According to a March 2017 report in the journal Metabolism, eating red and processed meat along with refined grains raises insulin resistance, the cause of Type 2 diabetes. That was the conclusion of scientists at the University of Australia in Adelaide.
A total of 49 individuals without a diagnosis of diabetes were given either…
- a diet high in red and processed meat and processed grains, or
- a different diet high in whole grains, nuts, and legumes with no red meat for four weeks.
Then the two dietary groups were switched for another four weeks.
In the adults already suffering a slight degree of insulin resistance, the red meat diet lowered insulin sensitivity compared to the more healthy eating plan.
A small level of insulin resistance is likely not to be noticed if it does not cause signs and symptoms of Type 2 diabetes. A healthful diet is one way to prevent Type 2 diabetes in everyone, especially those at risk for developing Type 2 diabetes.
If you have never eaten a vegetable sandwich, you have been missing something all these years…
- lightly saute three or more of your favorite vegetables and sprinkle with a little garlic powder. Place onto a slice of whole wheat bread and add some crispy lettuce. Add another slice of whole wheat bread if you can fit the calorie count into your diet plan, or eat open-faced with a knife and fork. It’s delicious either way.
Legumes include beans, peas, and peanuts…
- black bean burgers are tasty and give you a good amount of fiber. One Morningstar black bean burger patty, with 115 calories, provides more than enough thiamin, a B vitamin, than the requirement for a whole day. It also contains several other vitamins, calcium, and iron.

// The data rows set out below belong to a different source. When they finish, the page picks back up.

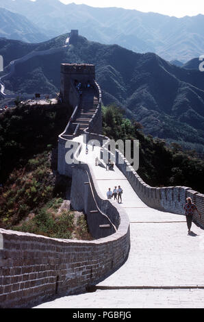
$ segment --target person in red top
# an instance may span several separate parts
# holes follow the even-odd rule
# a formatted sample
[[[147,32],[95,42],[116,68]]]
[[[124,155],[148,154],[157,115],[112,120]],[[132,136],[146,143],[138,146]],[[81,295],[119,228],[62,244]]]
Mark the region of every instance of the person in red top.
[[[190,232],[190,228],[192,226],[192,216],[196,210],[200,218],[201,218],[201,214],[199,212],[197,207],[192,202],[191,198],[189,197],[186,199],[187,203],[184,206],[183,208],[185,210],[185,214],[186,217],[187,226],[188,228],[188,234]]]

- cold peas added to a salad make for more flavor and texture. Or cook them for a dinner side dish. A cup of peas, with 135 calories, provides 35 percent of your daily need for fiber, plus a healthy dose of vitamins A, C, and B complex, along with iron and calcium.
Tree nuts such as almonds and walnuts contain healthy oils, a good kind of fat. Even healthy fats are high in calories, so watch portion sizes.
- an ounce of almonds gives you 1.7 mg of omega-3 fatty acids, plus 3408 mg of omega-6 fats, thought to be good for the heart. An ounce of chopped walnuts provides 2565 mg of omega-3 fats and 10,761 mg of omega-6 fatty acids. Both kinds of nuts contain some vitamins and minerals as well.